Working with Scikit-Learn

This guide goes through how to use this package with the Scikit-Learn package.

Load the train and test datasets

We’ll first get the train and test splits for the musk dataset (completely unrelated to Elon Musk).

from tabben.datasets import OpenTabularDataset

train = OpenTabularDataset('./temp', 'musk')  # train split by default
test = OpenTabularDataset('./temp', 'musk', split='test')  # should only be used ONCE!

print(f'The {train.name} dataset is a {train.task} task with {train.num_classes} classes.')
X_fulltrain, y_fulltrain = train.numpy()

In order to tune some hyperparameters, we’ll need our own validation split (not the test set).
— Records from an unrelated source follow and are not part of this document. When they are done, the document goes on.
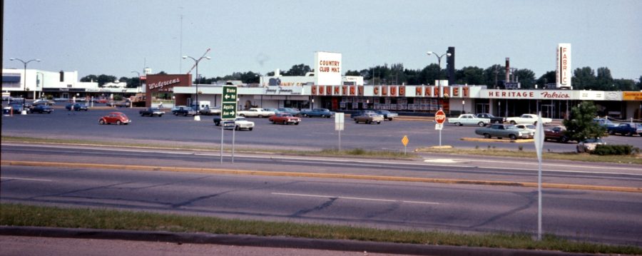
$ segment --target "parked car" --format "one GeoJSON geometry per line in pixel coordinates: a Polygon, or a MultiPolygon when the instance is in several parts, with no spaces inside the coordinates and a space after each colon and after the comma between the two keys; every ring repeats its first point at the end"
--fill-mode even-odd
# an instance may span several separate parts
{"type": "Polygon", "coordinates": [[[569,136],[566,133],[566,128],[564,126],[555,126],[550,129],[544,129],[544,140],[552,140],[566,143],[569,141],[569,136]]]}
{"type": "Polygon", "coordinates": [[[492,124],[488,127],[477,128],[475,129],[475,133],[484,135],[484,138],[486,138],[492,137],[497,137],[497,138],[509,138],[511,140],[518,138],[531,138],[535,135],[535,133],[520,130],[515,126],[499,123],[492,124]]]}
{"type": "Polygon", "coordinates": [[[486,126],[486,124],[490,123],[490,119],[478,118],[473,114],[463,114],[459,115],[459,116],[457,118],[448,118],[448,123],[458,126],[469,125],[484,127],[486,126]]]}
{"type": "Polygon", "coordinates": [[[36,105],[31,108],[31,113],[46,113],[48,114],[51,114],[51,112],[54,112],[54,108],[51,108],[47,105],[36,105]]]}
{"type": "Polygon", "coordinates": [[[180,109],[180,108],[187,108],[187,106],[175,106],[172,108],[172,115],[176,114],[176,111],[180,109]]]}
{"type": "Polygon", "coordinates": [[[38,105],[54,106],[54,105],[56,105],[56,101],[49,101],[49,100],[45,99],[45,98],[41,98],[39,100],[34,101],[34,102],[31,104],[33,104],[34,106],[38,106],[38,105]]]}
{"type": "Polygon", "coordinates": [[[279,112],[287,113],[294,116],[301,116],[301,111],[296,108],[277,108],[277,110],[279,111],[279,112]]]}
{"type": "Polygon", "coordinates": [[[175,116],[195,116],[196,113],[198,113],[193,108],[190,108],[190,107],[180,107],[180,108],[178,108],[178,109],[177,109],[175,111],[173,111],[173,112],[174,112],[174,115],[175,115],[175,116]]]}
{"type": "Polygon", "coordinates": [[[642,136],[642,124],[636,123],[622,123],[617,126],[607,128],[608,134],[621,134],[633,136],[638,134],[642,136]]]}
{"type": "Polygon", "coordinates": [[[293,123],[298,126],[299,123],[301,122],[301,118],[292,116],[287,113],[277,113],[275,115],[270,116],[268,120],[272,122],[272,123],[281,123],[284,125],[293,123]]]}
{"type": "Polygon", "coordinates": [[[138,113],[141,114],[141,116],[156,116],[158,117],[161,117],[165,114],[165,111],[161,111],[160,108],[147,108],[143,110],[138,111],[138,113]]]}
{"type": "Polygon", "coordinates": [[[377,113],[377,112],[374,112],[374,111],[370,111],[370,110],[355,111],[355,112],[352,112],[352,113],[350,113],[350,118],[355,119],[357,116],[361,116],[365,115],[367,113],[375,113],[375,114],[377,113]]]}
{"type": "Polygon", "coordinates": [[[301,116],[305,117],[320,116],[330,118],[335,116],[335,113],[327,108],[314,108],[312,110],[302,111],[301,116]]]}
{"type": "Polygon", "coordinates": [[[529,124],[529,123],[518,123],[518,124],[515,125],[515,127],[516,127],[518,129],[531,131],[534,133],[535,132],[535,130],[536,130],[535,125],[531,125],[531,124],[529,124]]]}
{"type": "MultiPolygon", "coordinates": [[[[511,124],[517,124],[517,123],[530,123],[530,124],[537,124],[537,115],[535,114],[524,114],[520,116],[514,116],[510,118],[506,118],[506,121],[510,123],[511,124]]],[[[553,119],[547,118],[541,118],[542,126],[547,125],[551,123],[553,123],[553,119]]]]}
{"type": "Polygon", "coordinates": [[[117,125],[126,125],[131,123],[131,119],[127,117],[127,115],[125,115],[122,112],[111,112],[106,116],[104,116],[98,120],[98,123],[101,125],[104,124],[111,124],[116,123],[117,125]]]}
{"type": "Polygon", "coordinates": [[[606,145],[606,143],[600,138],[587,138],[577,143],[576,150],[577,153],[588,153],[595,150],[598,145],[606,145]]]}
{"type": "MultiPolygon", "coordinates": [[[[215,124],[216,122],[214,123],[215,124]]],[[[234,129],[236,130],[247,129],[248,130],[252,130],[254,129],[254,122],[248,121],[245,119],[245,118],[242,116],[238,116],[234,121],[225,121],[223,123],[223,129],[231,130],[234,129]]],[[[220,126],[221,122],[219,121],[219,123],[216,126],[220,126]]]]}
{"type": "Polygon", "coordinates": [[[359,123],[360,122],[362,122],[364,123],[377,123],[377,124],[381,124],[381,122],[383,122],[384,118],[383,116],[377,114],[376,113],[366,113],[363,115],[355,117],[355,123],[359,123]]]}
{"type": "Polygon", "coordinates": [[[263,118],[263,117],[274,116],[275,113],[265,111],[261,108],[252,108],[247,111],[237,111],[237,114],[239,116],[263,118]]]}
{"type": "Polygon", "coordinates": [[[593,121],[596,122],[598,124],[599,124],[600,126],[602,126],[604,128],[606,128],[607,129],[607,131],[608,130],[609,128],[618,126],[617,124],[611,122],[611,120],[608,120],[608,118],[593,118],[593,121]]]}
{"type": "Polygon", "coordinates": [[[504,123],[504,121],[506,121],[506,118],[494,116],[488,113],[478,113],[475,114],[475,116],[480,118],[489,118],[491,123],[504,123]]]}
{"type": "Polygon", "coordinates": [[[220,107],[210,107],[208,106],[201,108],[198,112],[201,115],[205,116],[220,115],[220,107]]]}
{"type": "Polygon", "coordinates": [[[387,120],[389,121],[392,121],[392,119],[397,118],[399,116],[399,114],[394,112],[390,112],[384,110],[377,110],[374,111],[374,113],[377,114],[382,115],[384,116],[384,120],[387,120]]]}
{"type": "Polygon", "coordinates": [[[89,110],[89,108],[87,107],[87,105],[85,105],[83,103],[68,103],[68,104],[67,104],[67,106],[65,106],[65,108],[66,108],[68,111],[70,111],[71,110],[74,110],[76,111],[86,111],[89,110]]]}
We’ll do an 80-20 split and stratify on the class.

from sklearn.model_selection import train_test_split

X_train, X_valid, y_train, y_valid = train_test_split(
    X_fulltrain, y_fulltrain, 
    train_size=0.8, 
    stratify=y_fulltrain
)

Create and train a model

Next, we’ll create a \(k\)-Nearest Neighbors model and train it on our train split.

from sklearn.neighbors import KNeighborsClassifier

model = KNeighborsClassifier()
model.fit(X_train, y_train)

And we’ll evaluate it on our validation set, using a simple accuracy metric.

model.score(X_valid, y_valid)

In a larger data processing pipeline

However, it might be the case that we want to use a sklearn pipeline to do some data preprocessing like feature normalization, one-hot encoding, etc. or explore the effect of, say, turning continuous attributes into binary ones.

from sklearn.pipeline import make_pipeline
from sklearn.preprocessing import Binarizer, StandardScaler

pipeline = make_pipeline(
    StandardScaler(with_std=False),
    Binarizer(),
    KNeighborsClassifier(),
)
pipeline.fit(X_train, y_train)
pipeline.score(X_valid, y_valid)

This code was last run using the following package versions (if you’re looking at the webpage which doesn’t have the output, see the notebook for versions):

from importlib.metadata import version

packages = ['scikit-learn', 'tabben']

for pkg in packages:
    print(f'{pkg}: {version(pkg)}')